CBFalconer said:
I don't understand your problem.
Simply that I have tried to find the ranges for 5 consecutive floats
in your 3-bit (or 4-bit normalised) example and you won't tell me
what they are. Since I am too stupid to follow your explanations,
just tell me the actual numbers -- there are only 10 of them.
In tinyfloat, EPSILON is
precisely 1/16. This is the weight of the bit that will be rounded
in preparing a new fp-object value.
OK. You are free to define it like that. That is not C's definition.
...
And these are of the form 1.0+something.
[editorial note: you've edited what I wrote and not changed the
quoting. I gave 5 numbers, each with a possible range. You've
removed most of the ranges (presumably they were wrong) and added
stuff that I don't want anyone to think I wrote. If you delete this
note, please change the quote characters.]

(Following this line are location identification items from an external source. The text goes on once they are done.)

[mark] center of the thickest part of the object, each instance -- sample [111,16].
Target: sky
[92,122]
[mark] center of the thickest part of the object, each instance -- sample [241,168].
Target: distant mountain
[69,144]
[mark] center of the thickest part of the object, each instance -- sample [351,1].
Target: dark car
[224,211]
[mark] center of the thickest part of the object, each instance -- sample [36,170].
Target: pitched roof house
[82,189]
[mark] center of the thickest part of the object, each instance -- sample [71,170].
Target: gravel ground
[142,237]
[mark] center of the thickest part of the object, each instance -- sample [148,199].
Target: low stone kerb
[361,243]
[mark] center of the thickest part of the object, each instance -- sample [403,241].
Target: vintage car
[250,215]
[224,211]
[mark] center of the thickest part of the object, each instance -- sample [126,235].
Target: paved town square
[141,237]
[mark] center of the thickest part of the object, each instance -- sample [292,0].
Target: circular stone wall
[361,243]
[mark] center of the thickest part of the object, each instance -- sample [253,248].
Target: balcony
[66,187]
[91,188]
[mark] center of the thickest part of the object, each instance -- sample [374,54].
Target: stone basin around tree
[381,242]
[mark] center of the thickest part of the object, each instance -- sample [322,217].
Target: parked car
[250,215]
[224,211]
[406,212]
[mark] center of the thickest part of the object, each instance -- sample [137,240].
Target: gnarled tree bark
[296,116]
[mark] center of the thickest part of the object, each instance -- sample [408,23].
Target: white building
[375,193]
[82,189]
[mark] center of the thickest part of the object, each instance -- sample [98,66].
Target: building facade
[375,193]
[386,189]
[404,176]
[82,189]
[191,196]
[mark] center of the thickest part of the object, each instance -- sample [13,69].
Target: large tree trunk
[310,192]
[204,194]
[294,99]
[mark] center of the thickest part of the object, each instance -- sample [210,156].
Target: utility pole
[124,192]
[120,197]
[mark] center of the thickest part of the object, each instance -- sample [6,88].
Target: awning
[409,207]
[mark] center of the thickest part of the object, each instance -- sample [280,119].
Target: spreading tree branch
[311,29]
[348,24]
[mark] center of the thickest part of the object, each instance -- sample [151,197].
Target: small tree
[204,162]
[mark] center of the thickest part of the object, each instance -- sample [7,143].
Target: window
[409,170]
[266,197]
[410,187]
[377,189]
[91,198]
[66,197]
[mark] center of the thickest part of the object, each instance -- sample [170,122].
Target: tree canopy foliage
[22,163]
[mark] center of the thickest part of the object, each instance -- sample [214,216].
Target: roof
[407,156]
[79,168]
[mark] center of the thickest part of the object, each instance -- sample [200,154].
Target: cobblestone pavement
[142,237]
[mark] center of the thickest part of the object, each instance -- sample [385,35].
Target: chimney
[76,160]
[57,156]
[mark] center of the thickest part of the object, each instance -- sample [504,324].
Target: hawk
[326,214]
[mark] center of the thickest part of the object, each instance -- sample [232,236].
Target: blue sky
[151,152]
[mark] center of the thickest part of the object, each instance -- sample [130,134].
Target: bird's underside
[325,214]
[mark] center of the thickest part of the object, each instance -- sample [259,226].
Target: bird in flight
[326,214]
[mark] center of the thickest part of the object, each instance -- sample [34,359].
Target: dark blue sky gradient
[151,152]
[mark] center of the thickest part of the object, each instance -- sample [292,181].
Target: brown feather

Those ranges are from < f+EPSILON down to > f-EPSILON
Eh? Just tell me the ranges. 10 numbers. That is all I want. At
least I will then have one fixed point in all these changing epsilons
and EPSILONS.
Think about WHY EPSILON changes at the power of two. It has to do
with the rounding in computing the real value x*(1+EPSILON) when
that expression is handed to the fp-system.
C's EPSILON does not change at any power of 2. You have repeatedly
agreed in the past that your EPSILON stands for C XXX_EPSILON
constants but that seems not to be the case any more. If your EPSILON
changes, you have to say how. What is the formula for it?
Alternatively, is there a formula for the range that does not need
your variable EPSILON function?
Somewhere I specified the rounding. If the dropped bit is a 1,
increase the significand. If a 0, don't increase.
So does your model not work with some valid C floating point systems?
If it can, then I wanted to know what happens to the meaning of a
float when the rounding mode is changed. You claim the range is the
meaning; and the range depends on the rounding mode.